Place the dough into the broth one by one. Cover the broth, but allow a bit of space between the lid and the pot. Being careful not to allow the broth to boil, simmer the seitan for about 45 minutes. Use tongs to move the seitan around at least once halfway through the cooking. Allow to cool in the broth.
Next, it’s time for marinade!
But first, a quick story.
We had a tangelo tree in our backyard when I was a kid. It produced what seemed like a hundred thousand tangelos each year. No one family could eat that many tangelos. We gave them away in paper grocery bags to anyone who would take them or, better yet, anyone who was too busy to notice we’d just plopped a bag loaded with about 40 tangelos beside them and then quietly slunk away.
I hadn’t had a tangelo in years, but my husband brought some home the other day. They’re sweet and tangy and, as it turns out, inspiring, too!
And now, back to our marinade!
Sizzling Seitan Skewers Marinade
- 1 cup orange juice
- 3/4 cup balsamic vinegar
- 1/4 cup agave nectar
- 1/4 cup olive oil
- 2 tablespoon tomato paste
- 1-½ tablespoons chiles in adobo, chopped (These come in a can. I freeze the rest in a flattened baggy and break off what I need when I want to use them.)

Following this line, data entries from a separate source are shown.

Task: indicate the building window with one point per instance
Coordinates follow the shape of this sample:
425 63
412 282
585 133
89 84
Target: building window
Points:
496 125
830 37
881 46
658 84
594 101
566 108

Whisk ingredients together and add the cooked seitan. Allow to marinate in the fridge for a minimum of an hour, turning at least once.
After marinating the seitan, cut each piece into 4 pieces.
To make the skewers, I slid button mushrooms, tomatoes, and the seitan on each skewer, then brushed them all with the extra marinade. You can use whatever you like. Improvise! It’ll be fun.
Barbeque the skewers over medium heat for about 5 minutes per side, brushing the skewers frequently with the extra marinade.
I served ours with salad made with chopped avocado, chopped green onions, spinach, arugula, sunflower seeds, golden raisins, craisins, black rice, and (dun-da- dun-na) chopped tangelos! I also put out salt, pepper, and some vegan salad dressings. Everyone assembled their own salad and ate like royalty.
All of it makes for a very hearty meal that filled everyone’s bellies ‘til they couldn’t eat any more. There were only three of us, but we easily had enough for six.
Seitan and tangelos! Together they made a hearty meal flavored with citrusy sweet childhood memories, and how great is that?